LOS ANGELES -- Commuters on the 405 Freeway in Orange County could soon be driving in new lanes and paying tolls of nearly $10 to use the express lanes during peak hours.
But some experts raised doubts that expanding the freeway could mitigate traffic.
The project will span 16 miles between Costa Mesa and the L.A. County line and add one regular lane in each direction, said Orange County Transportation Authority spokesperson Joel Zlotnik. It will also add a second lane that combines with the existing carpool lane to create the 405 Express Lanes.
The proposed toll policy for the 405 Express Lanes is expected to be considered by the OCTA board on July 24 and unveiled at the end of 2023.
Under the policy, there will be no tolls for carpools with three or more people, motorcycles or vehicles with designated veterans license plates, or disabled person license plates. Clean air vehicles will have a 15% discount.
Carpools with two people can use the lanes without paying in the first three and a half years during non-peak hours, which are outside the hours of 6 to 10 a.m. and 2 to 7 p.m. Monday through Friday and outside of 1 to 7 p.m. Saturday and Sunday. Solo drivers and two-person carpools would always have to pay a toll during peak hours.
Tolls would depend on the day of the week, hour, direction of travel and distance traveled. The maximum toll rate for the entire drive is $9.95 and the minimum is $2.70. Drivers will be required to have transponders in order to use the express lanes.
"Another important part of this project is that we rebuilt 18 bridges that span the 405," Zlotnik said. "On those bridges that connect to local streets and roads, we've added bike lines and improved on- and off-ramps to the freeway. The express lanes give people the choice when they absolutely have to get somewhere."
Toll rates will be reviewed and adjusted on a quarterly basis, Zlotnik said. The money will go toward paying the $629-million federal loan that the OCTA received to construct the express lanes.
Critics of freeway expansion projects cite the need to combat climate change and air pollution, the legacy of displacing and polluting communities of color and research that shows that expanding freeways doesn't alleviate traffic congestion.
Last year, the Los Angeles County Metropolitan Transportation Authority voted to scrap a $6-billion plan to widen the 710 Freeway.
The Times has found that over three decades, more than 200,000 people nationally lost their homes because of federal road projects.
A 2009 study found that increasing road capacity in metropolitan areas by 1% eventually results in an increase in cars on the road by 1%.
Brown University economics professor Matthew Turner, who co-authored the study, said that widening highways or adding lanes isn't an effective way to combat traffic.

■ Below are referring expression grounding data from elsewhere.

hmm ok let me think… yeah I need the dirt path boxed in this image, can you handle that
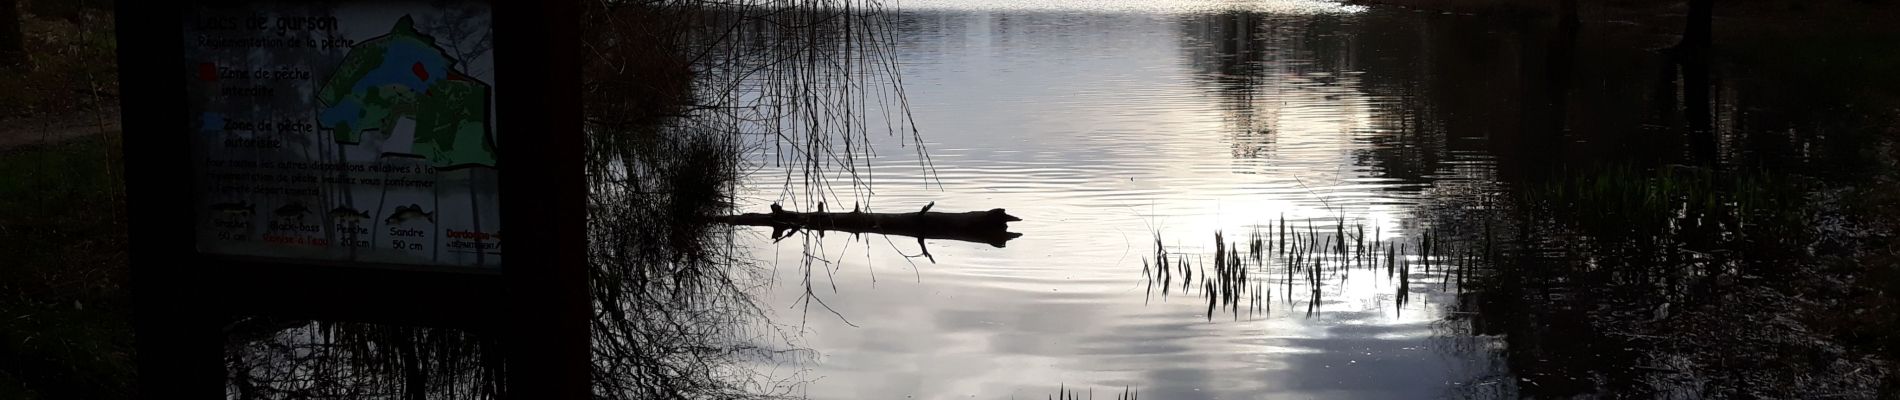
[0,109,121,151]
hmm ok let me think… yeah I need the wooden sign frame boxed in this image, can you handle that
[114,0,587,398]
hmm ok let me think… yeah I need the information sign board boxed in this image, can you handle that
[184,2,503,267]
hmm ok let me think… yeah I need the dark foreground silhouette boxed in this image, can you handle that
[715,203,1023,248]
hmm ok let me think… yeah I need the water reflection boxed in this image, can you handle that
[225,319,501,398]
[738,2,1895,398]
[216,1,1896,398]
[737,7,1511,399]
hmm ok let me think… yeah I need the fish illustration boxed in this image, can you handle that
[385,204,435,225]
[329,206,371,222]
[208,201,255,216]
[273,202,311,222]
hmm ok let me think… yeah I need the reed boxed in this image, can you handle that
[1045,385,1138,400]
[1139,214,1505,322]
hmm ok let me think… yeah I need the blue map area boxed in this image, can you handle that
[313,15,496,168]
[200,112,226,134]
[317,40,451,136]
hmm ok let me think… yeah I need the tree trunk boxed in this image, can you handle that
[1682,0,1713,52]
[1558,0,1579,30]
[0,0,24,70]
[715,204,1023,248]
[1681,0,1717,164]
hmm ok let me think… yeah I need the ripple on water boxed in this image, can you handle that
[734,4,1509,399]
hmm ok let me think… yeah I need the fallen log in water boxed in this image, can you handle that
[714,203,1023,248]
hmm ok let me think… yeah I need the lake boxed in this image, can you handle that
[727,0,1893,398]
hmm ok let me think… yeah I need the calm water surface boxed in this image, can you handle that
[734,1,1665,398]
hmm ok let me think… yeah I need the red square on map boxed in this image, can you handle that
[198,63,218,82]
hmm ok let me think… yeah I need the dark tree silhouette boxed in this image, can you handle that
[1558,0,1578,29]
[0,0,23,69]
[1682,0,1712,52]
[1680,0,1716,163]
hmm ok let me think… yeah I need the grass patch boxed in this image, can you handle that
[0,131,132,399]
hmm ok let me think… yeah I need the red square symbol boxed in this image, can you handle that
[198,63,218,82]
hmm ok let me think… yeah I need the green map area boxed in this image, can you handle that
[317,16,496,168]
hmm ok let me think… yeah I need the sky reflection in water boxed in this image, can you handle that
[735,2,1513,398]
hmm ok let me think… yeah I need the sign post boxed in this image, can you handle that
[116,0,586,398]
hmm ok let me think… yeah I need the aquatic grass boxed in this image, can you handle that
[1043,384,1138,400]
[1139,215,1493,321]
[1355,223,1365,267]
[1435,159,1869,396]
[1336,216,1348,259]
[1143,232,1174,303]
[1515,163,1807,301]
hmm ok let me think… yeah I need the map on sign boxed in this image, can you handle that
[185,2,502,268]
[317,16,496,168]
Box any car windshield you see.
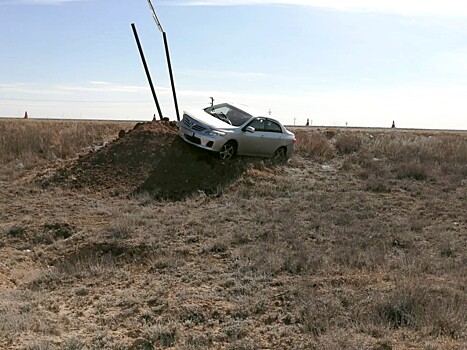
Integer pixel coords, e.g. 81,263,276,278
204,103,252,127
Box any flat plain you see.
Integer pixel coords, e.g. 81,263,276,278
0,119,465,349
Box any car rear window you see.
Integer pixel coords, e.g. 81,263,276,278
265,120,282,133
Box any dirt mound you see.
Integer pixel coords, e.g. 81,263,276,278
54,121,178,193
136,138,253,200
52,121,257,200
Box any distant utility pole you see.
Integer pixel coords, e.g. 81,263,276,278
146,0,180,121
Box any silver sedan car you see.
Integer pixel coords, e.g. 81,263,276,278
178,102,296,161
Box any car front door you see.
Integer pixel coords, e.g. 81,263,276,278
237,118,272,156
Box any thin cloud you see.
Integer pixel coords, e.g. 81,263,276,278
178,69,268,80
89,81,112,85
56,82,159,94
0,0,85,5
0,82,155,95
162,0,467,17
0,83,71,95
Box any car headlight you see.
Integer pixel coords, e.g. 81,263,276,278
204,129,226,137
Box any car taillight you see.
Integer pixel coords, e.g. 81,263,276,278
293,138,297,144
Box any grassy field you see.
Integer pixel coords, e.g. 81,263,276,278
0,119,466,349
0,119,133,180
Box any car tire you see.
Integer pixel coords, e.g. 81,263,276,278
219,141,237,160
272,147,287,164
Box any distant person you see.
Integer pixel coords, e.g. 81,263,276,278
392,121,395,128
152,114,156,122
24,111,28,119
306,118,309,126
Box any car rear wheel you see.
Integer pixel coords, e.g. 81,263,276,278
272,147,287,164
219,141,237,160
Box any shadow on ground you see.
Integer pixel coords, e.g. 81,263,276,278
136,137,254,200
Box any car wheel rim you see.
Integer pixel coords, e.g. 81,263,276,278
220,144,234,159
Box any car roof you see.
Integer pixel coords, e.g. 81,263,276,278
210,102,286,126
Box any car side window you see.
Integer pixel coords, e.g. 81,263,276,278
265,120,282,133
248,118,266,131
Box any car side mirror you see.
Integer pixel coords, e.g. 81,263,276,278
244,126,255,133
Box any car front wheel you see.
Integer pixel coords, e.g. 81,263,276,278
219,141,237,160
272,147,287,164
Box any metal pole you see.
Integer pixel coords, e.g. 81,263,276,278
162,31,180,121
131,23,163,120
146,0,180,121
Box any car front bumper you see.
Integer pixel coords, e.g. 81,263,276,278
178,123,226,152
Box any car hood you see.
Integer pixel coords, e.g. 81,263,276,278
184,109,237,130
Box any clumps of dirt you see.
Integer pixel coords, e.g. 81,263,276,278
33,222,75,245
55,121,179,193
2,221,75,250
49,120,260,200
47,241,154,268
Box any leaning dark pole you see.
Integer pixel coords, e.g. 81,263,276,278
131,22,163,120
146,0,180,121
162,31,180,121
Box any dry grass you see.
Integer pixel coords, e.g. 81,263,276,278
374,278,466,338
335,133,362,154
0,119,133,176
294,129,336,160
0,121,466,349
298,128,467,187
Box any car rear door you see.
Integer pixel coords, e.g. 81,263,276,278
261,119,286,155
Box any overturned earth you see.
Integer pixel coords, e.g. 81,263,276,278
45,121,262,200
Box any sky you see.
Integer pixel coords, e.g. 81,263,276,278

"If the object of building roads is to reduce traffic congestion, then what the results suggest is that you're going to fail," he said.
Instead, he said that increasing toll pricing at peak hours, as is proposed for the 405 Express Lanes, could turn a traffic jam into free flow speeds by reducing the cars on the road by as little as 5%.
"Getting pricing programs in place is really hard," he said. "I think a quirk of human nature is people don't like to pay for things that they used to have for free. That's a big hurdle."
Daniel Chatman, a professor of city and regional planning at UC Berkeley, said the theory behind "induced demand" is that once highways are expanded, more vehicles will show up because they believe that the additional lanes have reduced the congestion.
"If the same number of travelers would take the route before the change as they did after the change, congestion would definitely go down," he said. "I think what policymakers may or not realize is that especially over time, people will change their routes and change their times of day and change their modes in order to use the new facility."
In the short term, however, the express lanes, especially because they include congestion tolls, have the potential to reduce traffic, Chatman said.
"The fact that one of the lanes is going to be congestion-managed is helpful in terms of making it less likely for there to be congestion," he said. "Depending on how that charge is administered, that lane may be an uncongested lane depending on compliance and enforcement."
Dave Amos, a professor at Cal Poly's City and Regional Planning Department, said that although OCTA officials believe the project will allow the county to "keep pace with expected job, housing and population growth," people shouldn't rely on just one source for projections on traffic increases.
"These are folks who are incentivized to build more highways," he said. "You can't take those numbers at face value. They might not be wrong, but they also might be."
Amos said the challenges to curbing traffic are reflective of the Los Angeles area developing its transit network around highways, and that it's difficult to scale highways to growing populations.
"You can't add lanes indefinitely," he said. "We're living in a world where climate equity is more of a concern and a lot of freeways, including the 405, were built around low-income people of color, and the people building this freeway are doubling down on that decision. That comes with more noise, reduced property values that depresses the local economy and is endorsing the policies of the past that are racist and classist."